Signs for Lost Children
ABOUT
THE BOOK
Only weeks into their marriage a young couple embark on a six-month period of separation. Tom Cavendish goes to Japan to build lighthouses and his wife Ally, Doctor Moberley-Cavendish, stays and works at the Truro asylum. As Ally plunges into the institutional politics of mental health, Tom navigates the social and professional nuances of late 19th century Japan. With her unique blend of emotional insight and intellectual profundity, Sarah Moss builds a novel in two parts from Falmouth to Tokyo, two maps of absence; from Manchester to Kyoto, two distinct but conjoined portraits of loneliness and determination. An exquisite continuation of the story of Bodies of Light, Signs for Lost Children will amaze Sarah Moss’s many fans.

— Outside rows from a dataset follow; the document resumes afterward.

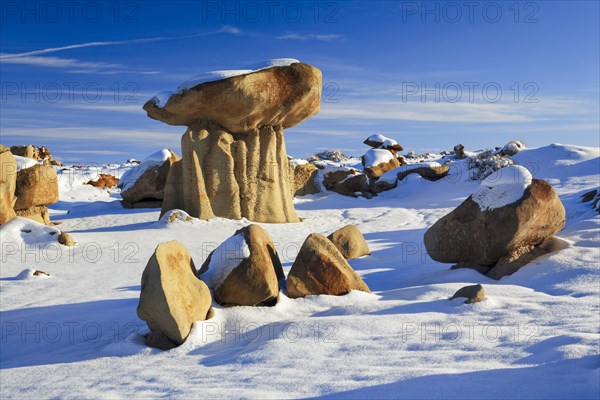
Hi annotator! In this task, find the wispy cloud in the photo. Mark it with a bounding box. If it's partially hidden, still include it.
[276,33,344,42]
[0,25,241,74]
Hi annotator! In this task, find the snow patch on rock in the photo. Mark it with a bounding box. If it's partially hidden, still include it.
[472,165,533,211]
[14,156,38,171]
[119,149,171,191]
[200,233,250,290]
[150,58,300,108]
[363,149,394,168]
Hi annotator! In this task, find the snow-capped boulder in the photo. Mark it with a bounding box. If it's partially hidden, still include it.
[290,162,321,196]
[137,240,212,350]
[199,225,285,306]
[361,149,400,179]
[372,162,450,193]
[323,167,371,198]
[287,233,371,299]
[424,166,565,279]
[454,143,466,160]
[149,59,322,223]
[581,189,600,214]
[118,149,180,208]
[363,134,398,149]
[10,145,40,160]
[14,164,58,225]
[144,59,321,133]
[500,140,525,156]
[85,174,119,189]
[0,144,17,225]
[327,225,371,260]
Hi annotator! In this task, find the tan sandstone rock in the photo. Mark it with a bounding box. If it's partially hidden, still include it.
[287,233,371,298]
[121,150,180,206]
[0,144,17,225]
[327,225,371,260]
[14,164,58,225]
[293,163,321,196]
[424,179,565,279]
[85,174,119,189]
[137,240,212,348]
[144,63,322,222]
[161,120,299,222]
[199,225,285,306]
[10,145,40,160]
[144,63,322,133]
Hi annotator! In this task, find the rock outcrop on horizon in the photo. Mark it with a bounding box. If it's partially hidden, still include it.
[144,62,322,222]
[0,144,17,225]
[14,164,58,225]
[424,166,566,279]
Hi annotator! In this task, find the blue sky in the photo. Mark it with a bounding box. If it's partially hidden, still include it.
[0,0,600,163]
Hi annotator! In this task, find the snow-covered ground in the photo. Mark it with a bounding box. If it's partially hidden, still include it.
[0,145,600,399]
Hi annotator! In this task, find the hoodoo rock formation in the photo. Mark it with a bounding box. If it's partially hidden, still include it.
[144,60,322,222]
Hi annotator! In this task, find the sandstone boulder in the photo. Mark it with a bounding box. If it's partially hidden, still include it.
[144,60,322,133]
[287,233,371,298]
[371,162,450,193]
[10,145,40,160]
[14,164,58,225]
[85,174,119,189]
[137,240,212,348]
[293,163,321,196]
[361,149,400,179]
[424,166,565,279]
[454,143,466,159]
[199,225,285,306]
[327,225,371,260]
[323,168,371,198]
[144,60,322,222]
[450,284,485,304]
[119,149,180,208]
[0,144,17,225]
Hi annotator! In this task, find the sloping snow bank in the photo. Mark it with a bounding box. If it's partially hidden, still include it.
[118,149,171,191]
[150,58,300,108]
[200,233,250,289]
[0,217,60,245]
[472,165,533,211]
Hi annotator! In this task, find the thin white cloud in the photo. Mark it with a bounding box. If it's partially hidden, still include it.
[0,25,241,74]
[276,33,344,42]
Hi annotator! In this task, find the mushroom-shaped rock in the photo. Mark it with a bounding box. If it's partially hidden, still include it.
[137,240,212,348]
[0,144,17,225]
[287,233,371,298]
[362,149,400,179]
[199,225,285,306]
[14,164,58,225]
[119,149,180,208]
[424,166,565,279]
[144,60,321,222]
[144,59,322,133]
[327,225,371,260]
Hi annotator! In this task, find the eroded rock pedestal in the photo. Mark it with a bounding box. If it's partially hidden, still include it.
[144,62,321,222]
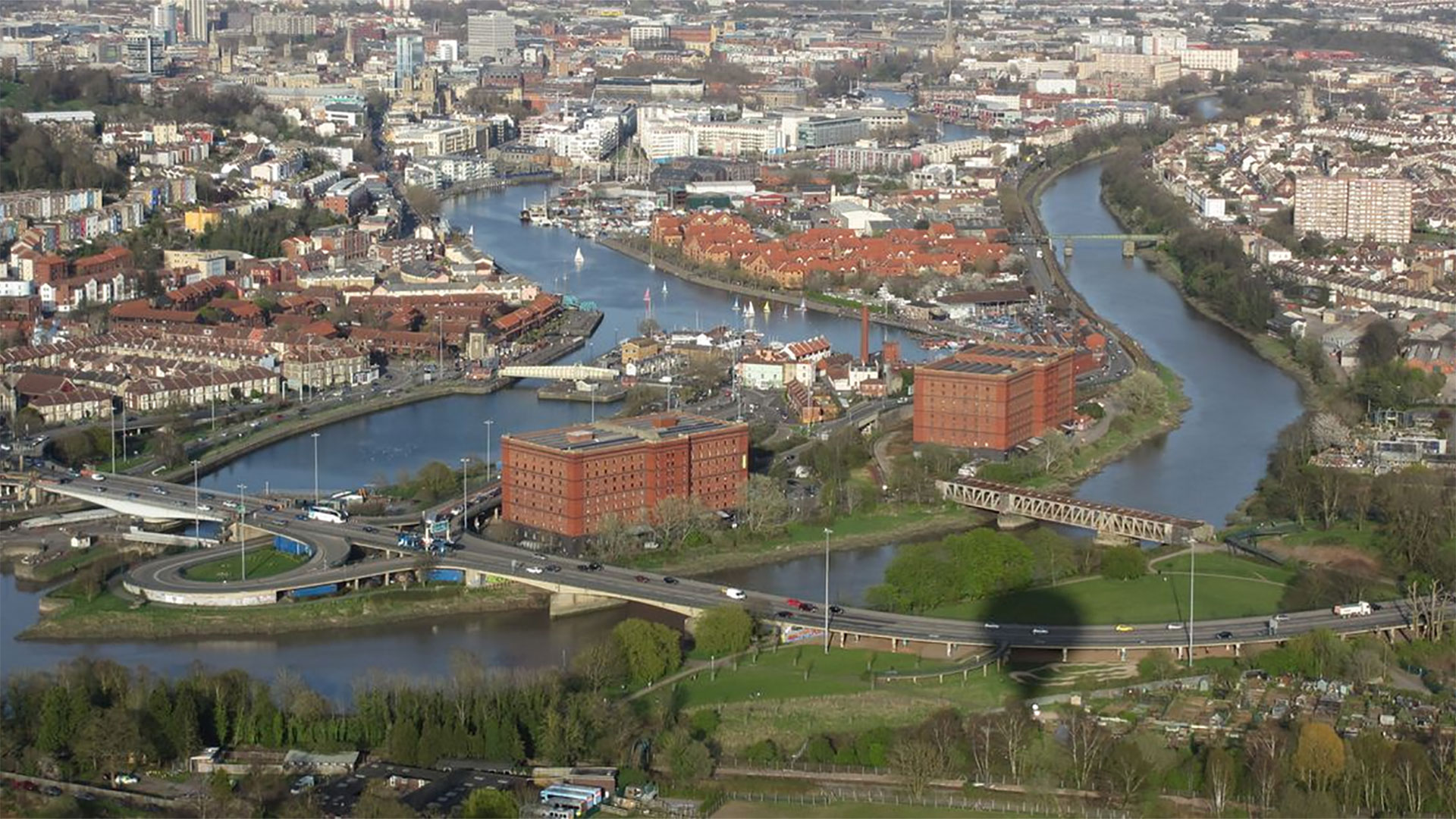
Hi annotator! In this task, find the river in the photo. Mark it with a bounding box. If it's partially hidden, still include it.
[0,118,1301,688]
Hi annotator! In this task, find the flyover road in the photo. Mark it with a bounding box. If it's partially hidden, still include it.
[91,460,1432,650]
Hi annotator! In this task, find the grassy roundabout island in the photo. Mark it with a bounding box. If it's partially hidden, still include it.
[182,549,309,583]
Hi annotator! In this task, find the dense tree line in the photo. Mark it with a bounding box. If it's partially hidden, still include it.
[0,620,698,777]
[6,65,140,111]
[1102,150,1276,332]
[868,529,1037,612]
[196,206,339,258]
[1274,25,1450,65]
[0,112,127,193]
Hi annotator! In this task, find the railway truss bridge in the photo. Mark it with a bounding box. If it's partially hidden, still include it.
[935,478,1213,545]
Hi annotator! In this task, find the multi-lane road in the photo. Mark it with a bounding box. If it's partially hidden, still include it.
[36,466,1408,648]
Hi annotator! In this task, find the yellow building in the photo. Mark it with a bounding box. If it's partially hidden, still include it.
[182,207,223,233]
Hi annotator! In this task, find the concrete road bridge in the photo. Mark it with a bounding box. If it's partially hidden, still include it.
[935,478,1213,545]
[500,364,617,381]
[23,466,1410,659]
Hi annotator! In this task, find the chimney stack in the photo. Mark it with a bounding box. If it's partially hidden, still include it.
[859,305,869,364]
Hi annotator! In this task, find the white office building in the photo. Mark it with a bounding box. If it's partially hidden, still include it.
[466,10,517,63]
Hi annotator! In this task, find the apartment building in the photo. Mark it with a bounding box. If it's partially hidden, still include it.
[913,343,1076,452]
[500,413,748,538]
[1294,177,1410,243]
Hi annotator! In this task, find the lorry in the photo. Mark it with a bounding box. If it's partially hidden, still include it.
[1334,601,1374,618]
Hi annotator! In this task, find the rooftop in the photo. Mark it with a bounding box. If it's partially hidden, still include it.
[507,413,742,452]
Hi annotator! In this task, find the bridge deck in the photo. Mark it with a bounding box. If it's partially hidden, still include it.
[946,478,1206,529]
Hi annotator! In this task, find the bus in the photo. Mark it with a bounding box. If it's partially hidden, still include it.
[309,506,350,523]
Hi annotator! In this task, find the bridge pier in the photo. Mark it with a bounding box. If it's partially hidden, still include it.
[551,592,628,620]
[996,512,1037,532]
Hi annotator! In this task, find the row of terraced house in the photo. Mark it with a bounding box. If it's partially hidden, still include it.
[652,213,1010,290]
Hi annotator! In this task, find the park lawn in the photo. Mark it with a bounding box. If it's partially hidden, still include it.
[714,794,1009,819]
[184,549,309,583]
[926,561,1284,626]
[677,642,978,708]
[1280,523,1383,552]
[35,547,117,580]
[1150,552,1296,585]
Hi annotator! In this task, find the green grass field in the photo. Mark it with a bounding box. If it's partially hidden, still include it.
[714,802,1006,819]
[929,557,1284,625]
[184,549,309,583]
[679,644,978,708]
[1283,523,1382,552]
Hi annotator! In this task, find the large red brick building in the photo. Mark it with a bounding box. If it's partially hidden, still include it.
[500,413,748,538]
[915,343,1076,452]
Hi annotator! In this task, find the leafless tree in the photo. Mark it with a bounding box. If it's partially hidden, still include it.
[890,737,945,799]
[1067,711,1111,789]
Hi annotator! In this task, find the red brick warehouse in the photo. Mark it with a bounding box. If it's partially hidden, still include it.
[915,343,1076,452]
[500,413,748,538]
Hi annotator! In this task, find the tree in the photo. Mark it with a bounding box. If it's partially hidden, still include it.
[1065,711,1111,789]
[1119,370,1168,416]
[571,640,626,691]
[1294,723,1345,791]
[658,729,714,784]
[738,474,791,535]
[652,495,712,547]
[147,430,187,466]
[460,789,521,819]
[1102,547,1147,580]
[1203,745,1238,816]
[14,406,46,435]
[890,737,948,799]
[693,605,753,657]
[1102,737,1153,805]
[51,431,96,466]
[611,618,682,685]
[405,185,440,218]
[415,460,460,503]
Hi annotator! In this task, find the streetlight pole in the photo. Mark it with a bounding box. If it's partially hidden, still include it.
[310,433,318,506]
[460,457,470,538]
[237,484,247,580]
[192,457,202,547]
[1188,544,1198,669]
[824,526,834,654]
[485,419,495,482]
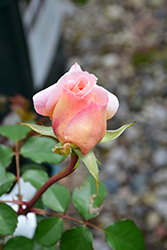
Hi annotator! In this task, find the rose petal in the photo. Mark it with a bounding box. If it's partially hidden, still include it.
[94,85,119,120]
[65,102,106,155]
[106,90,119,120]
[46,64,97,116]
[69,63,82,72]
[52,89,89,143]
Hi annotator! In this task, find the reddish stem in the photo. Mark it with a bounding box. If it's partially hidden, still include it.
[18,154,78,215]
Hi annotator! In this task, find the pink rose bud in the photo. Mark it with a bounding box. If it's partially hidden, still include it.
[33,63,119,155]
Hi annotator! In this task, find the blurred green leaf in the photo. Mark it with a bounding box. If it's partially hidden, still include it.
[0,166,7,187]
[20,137,65,164]
[22,169,49,189]
[0,173,16,196]
[73,148,99,193]
[0,202,17,236]
[60,226,93,250]
[72,176,107,220]
[42,185,70,213]
[20,123,58,140]
[32,240,57,250]
[105,220,145,250]
[0,144,13,167]
[3,236,33,250]
[35,218,63,247]
[99,122,135,143]
[0,124,31,142]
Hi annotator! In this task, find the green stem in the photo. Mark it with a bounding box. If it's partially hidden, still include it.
[15,142,22,201]
[18,154,78,215]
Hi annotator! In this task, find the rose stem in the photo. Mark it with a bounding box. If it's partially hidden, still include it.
[18,153,78,215]
[15,142,21,201]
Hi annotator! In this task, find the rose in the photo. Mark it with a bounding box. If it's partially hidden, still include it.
[33,63,119,155]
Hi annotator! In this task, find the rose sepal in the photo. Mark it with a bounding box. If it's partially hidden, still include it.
[73,148,99,196]
[99,121,135,144]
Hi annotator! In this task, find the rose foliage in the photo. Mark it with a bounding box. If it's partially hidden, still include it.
[0,63,145,250]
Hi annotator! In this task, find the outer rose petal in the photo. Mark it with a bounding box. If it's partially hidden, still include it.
[52,89,89,143]
[65,102,107,155]
[106,90,119,120]
[94,85,119,120]
[46,63,97,116]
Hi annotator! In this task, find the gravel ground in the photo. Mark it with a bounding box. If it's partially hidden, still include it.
[63,0,167,250]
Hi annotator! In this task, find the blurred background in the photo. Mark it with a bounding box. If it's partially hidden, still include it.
[0,0,167,250]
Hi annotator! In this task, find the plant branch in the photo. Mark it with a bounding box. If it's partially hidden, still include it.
[18,153,78,215]
[15,142,21,201]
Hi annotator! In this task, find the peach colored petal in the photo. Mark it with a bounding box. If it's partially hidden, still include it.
[65,102,106,155]
[69,63,82,72]
[46,64,97,113]
[52,89,89,143]
[106,90,119,120]
[94,85,119,120]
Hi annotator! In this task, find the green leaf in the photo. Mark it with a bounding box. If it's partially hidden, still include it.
[73,148,99,193]
[60,226,93,250]
[20,123,58,140]
[22,169,49,189]
[0,124,31,142]
[72,176,107,220]
[35,218,63,247]
[52,142,72,155]
[32,238,57,250]
[20,137,65,164]
[3,236,33,250]
[0,203,17,236]
[0,144,13,167]
[0,173,16,196]
[99,122,135,143]
[105,220,145,250]
[0,166,7,187]
[42,185,70,213]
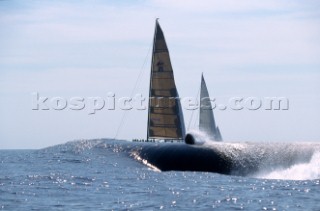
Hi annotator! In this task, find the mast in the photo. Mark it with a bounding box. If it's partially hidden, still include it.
[147,19,185,140]
[199,74,222,141]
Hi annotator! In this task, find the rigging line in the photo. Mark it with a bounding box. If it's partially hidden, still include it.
[113,42,152,139]
[188,82,201,130]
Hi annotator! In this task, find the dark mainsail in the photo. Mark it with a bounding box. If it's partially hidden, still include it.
[199,75,222,141]
[147,20,185,140]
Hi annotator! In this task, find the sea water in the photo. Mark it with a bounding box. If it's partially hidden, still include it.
[0,139,320,211]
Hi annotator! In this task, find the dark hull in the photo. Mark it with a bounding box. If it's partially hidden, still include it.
[139,143,232,174]
[129,142,315,176]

NOMINATING LIBRARY COMMENTS
Set in the 19th century, newly-weds Ally and Tom move to Cornwall, where Ally, a pioneering female doctor, takes up a position in an asylum. Tom’s work takes him off to Japan alone to build a lighthouse. Their different paths are journeys of discovery for them both, but the reader wonders how Ally and Tom can reconnect on his return. This is an elegant and delicate, yet vivid story about identity in marriage in a time of Victorian values, set against the diverse backgrounds of Cornwall and Japan.